Kesley’s story, unlike her older brother’s, starts about three weeks prior to her birthdate. I was headed to have a final ultrasound on April 25th, to “check the growth” of our baby. I put “check the growth” in quotations because it turns out that a 32 week ultrasound (that I had a week late because of scheduling conflicts) is unusual. An obstetrician from an imaging center I went to, but not my regular doctor, recommended the ultrasound because of my “high risk” pregnancy. I was considered “high risk” because we used IVF to conceive Kelsey.
Dave and I were focused on fifty other things on our way to the ultrasound. I was feeling chipper and excited to see our baby one last time before her birthday, and Dave was concerned about a pressing matter at work. Everything with this pregnancy had happened without challenges, just like it was with Kelsey’s brother, Ben…until April 25th.

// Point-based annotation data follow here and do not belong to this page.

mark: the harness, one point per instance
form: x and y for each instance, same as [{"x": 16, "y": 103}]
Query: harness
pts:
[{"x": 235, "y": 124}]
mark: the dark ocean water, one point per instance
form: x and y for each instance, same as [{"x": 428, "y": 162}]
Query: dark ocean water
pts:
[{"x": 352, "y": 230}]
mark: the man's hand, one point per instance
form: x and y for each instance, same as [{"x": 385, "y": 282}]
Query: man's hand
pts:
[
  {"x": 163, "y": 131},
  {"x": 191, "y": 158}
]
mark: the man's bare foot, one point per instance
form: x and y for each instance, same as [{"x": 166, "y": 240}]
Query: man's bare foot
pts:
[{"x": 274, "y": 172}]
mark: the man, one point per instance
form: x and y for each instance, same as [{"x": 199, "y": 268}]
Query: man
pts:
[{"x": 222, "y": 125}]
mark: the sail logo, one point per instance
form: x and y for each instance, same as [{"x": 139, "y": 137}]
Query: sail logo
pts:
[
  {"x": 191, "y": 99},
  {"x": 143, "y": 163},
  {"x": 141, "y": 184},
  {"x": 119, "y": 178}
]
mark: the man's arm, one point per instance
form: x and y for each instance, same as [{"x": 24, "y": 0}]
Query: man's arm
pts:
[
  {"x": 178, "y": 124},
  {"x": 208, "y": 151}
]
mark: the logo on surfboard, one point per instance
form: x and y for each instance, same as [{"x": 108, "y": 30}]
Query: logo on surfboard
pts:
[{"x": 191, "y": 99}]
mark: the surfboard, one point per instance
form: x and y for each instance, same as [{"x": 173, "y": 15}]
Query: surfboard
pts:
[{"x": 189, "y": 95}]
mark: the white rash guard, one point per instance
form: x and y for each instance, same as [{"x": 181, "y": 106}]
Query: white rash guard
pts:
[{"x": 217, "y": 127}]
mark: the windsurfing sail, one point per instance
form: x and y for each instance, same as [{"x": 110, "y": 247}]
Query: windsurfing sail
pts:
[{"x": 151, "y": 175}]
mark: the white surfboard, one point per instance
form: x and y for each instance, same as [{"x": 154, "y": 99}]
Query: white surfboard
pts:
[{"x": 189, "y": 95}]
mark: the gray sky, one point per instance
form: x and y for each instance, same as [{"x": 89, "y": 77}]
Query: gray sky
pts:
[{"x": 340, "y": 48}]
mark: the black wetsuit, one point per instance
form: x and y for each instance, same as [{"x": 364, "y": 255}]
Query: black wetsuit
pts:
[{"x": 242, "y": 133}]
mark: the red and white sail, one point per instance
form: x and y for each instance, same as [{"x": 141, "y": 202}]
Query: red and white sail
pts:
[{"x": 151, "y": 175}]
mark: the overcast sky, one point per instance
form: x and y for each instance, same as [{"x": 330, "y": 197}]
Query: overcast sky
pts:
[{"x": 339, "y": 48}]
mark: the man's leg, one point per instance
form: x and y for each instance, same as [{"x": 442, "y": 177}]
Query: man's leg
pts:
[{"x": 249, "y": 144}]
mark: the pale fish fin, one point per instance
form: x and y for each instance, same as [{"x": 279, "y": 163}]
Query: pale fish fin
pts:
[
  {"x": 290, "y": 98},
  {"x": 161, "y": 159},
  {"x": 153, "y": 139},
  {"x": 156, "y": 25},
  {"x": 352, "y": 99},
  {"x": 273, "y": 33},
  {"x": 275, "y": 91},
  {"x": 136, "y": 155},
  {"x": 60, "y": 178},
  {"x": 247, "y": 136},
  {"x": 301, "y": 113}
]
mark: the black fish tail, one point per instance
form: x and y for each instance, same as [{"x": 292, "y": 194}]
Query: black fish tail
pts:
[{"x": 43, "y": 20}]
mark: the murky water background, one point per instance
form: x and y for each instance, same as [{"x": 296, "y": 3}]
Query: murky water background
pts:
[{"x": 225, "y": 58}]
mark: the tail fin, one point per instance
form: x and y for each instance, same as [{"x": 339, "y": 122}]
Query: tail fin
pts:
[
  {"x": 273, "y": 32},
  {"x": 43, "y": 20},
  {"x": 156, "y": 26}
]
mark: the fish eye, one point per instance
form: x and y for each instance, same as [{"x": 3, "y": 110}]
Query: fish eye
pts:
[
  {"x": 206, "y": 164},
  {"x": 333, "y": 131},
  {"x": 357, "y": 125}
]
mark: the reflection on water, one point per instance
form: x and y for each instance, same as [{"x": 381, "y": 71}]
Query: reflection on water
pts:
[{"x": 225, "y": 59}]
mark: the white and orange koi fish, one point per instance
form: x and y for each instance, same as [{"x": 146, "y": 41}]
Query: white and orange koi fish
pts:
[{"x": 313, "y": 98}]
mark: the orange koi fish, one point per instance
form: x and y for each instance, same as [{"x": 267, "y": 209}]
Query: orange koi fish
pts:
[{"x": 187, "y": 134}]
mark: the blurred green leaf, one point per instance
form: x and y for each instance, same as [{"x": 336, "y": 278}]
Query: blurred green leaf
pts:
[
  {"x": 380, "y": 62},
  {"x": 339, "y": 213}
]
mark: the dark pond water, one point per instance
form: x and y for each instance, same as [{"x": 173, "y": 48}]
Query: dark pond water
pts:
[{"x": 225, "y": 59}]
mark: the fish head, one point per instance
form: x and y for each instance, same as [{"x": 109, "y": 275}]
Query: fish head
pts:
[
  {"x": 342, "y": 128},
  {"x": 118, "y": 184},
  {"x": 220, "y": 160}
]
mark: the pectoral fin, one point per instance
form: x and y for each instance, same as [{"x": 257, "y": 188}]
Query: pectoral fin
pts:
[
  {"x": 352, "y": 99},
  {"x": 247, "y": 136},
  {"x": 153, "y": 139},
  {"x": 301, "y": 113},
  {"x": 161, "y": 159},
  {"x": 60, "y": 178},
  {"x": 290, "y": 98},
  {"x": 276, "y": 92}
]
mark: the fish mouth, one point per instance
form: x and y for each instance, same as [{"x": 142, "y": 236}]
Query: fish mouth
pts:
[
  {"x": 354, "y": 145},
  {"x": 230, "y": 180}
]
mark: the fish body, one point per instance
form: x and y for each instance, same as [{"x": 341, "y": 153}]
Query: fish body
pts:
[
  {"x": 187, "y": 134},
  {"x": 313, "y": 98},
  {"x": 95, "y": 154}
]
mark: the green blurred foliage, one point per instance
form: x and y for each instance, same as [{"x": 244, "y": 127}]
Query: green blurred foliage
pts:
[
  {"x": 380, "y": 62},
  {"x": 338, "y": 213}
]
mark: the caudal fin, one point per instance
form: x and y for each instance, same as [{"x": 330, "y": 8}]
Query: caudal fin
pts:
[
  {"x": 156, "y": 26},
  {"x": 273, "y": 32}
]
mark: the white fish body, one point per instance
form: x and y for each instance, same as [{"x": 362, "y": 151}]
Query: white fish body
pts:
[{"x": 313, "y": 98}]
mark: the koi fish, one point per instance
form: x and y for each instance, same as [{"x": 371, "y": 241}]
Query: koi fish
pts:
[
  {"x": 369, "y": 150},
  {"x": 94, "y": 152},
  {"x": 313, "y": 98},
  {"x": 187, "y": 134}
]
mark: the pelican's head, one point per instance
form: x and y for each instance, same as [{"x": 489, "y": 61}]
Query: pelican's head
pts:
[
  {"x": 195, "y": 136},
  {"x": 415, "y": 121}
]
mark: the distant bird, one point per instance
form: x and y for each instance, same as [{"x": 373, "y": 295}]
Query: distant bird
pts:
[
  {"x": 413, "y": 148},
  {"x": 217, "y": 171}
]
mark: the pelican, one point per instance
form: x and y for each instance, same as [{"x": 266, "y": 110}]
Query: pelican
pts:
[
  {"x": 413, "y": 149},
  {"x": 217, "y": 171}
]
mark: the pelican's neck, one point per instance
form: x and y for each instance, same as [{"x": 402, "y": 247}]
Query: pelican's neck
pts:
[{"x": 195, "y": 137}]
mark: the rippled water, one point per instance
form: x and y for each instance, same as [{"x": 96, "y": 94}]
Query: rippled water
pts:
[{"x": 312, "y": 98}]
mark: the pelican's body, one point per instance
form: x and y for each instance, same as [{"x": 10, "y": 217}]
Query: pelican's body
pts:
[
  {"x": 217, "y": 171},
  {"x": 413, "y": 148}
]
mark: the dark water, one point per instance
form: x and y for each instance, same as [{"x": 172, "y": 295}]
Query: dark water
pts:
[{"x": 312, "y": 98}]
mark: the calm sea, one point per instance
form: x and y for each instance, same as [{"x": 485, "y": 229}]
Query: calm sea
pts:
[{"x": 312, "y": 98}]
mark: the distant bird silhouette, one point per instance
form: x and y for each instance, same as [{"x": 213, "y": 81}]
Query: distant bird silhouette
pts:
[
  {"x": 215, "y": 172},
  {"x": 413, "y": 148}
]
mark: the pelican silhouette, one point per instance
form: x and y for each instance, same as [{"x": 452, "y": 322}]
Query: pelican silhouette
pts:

The technician performing the ultrasound was quiet as the scan started. I had no concerns, whatsoever, even as her silence continued. After awhile, I said, rather flippantly, “Is everything ok?” As if there could be something wrong…we knew everything there was to know about this baby (more on that later)…and we knew she was very healthy. I’m not really sure the exact words the technician used, but I began to know that everything was not, in fact, “ok.” I believe she, by the book, told us she would need to have the doctor come and speak to us. But I also vaguely remember her explaining that a ventricle in her brain was enlarged. Disbelief is an understatement. There truly was absolutely no way that something could be wrong with another baby.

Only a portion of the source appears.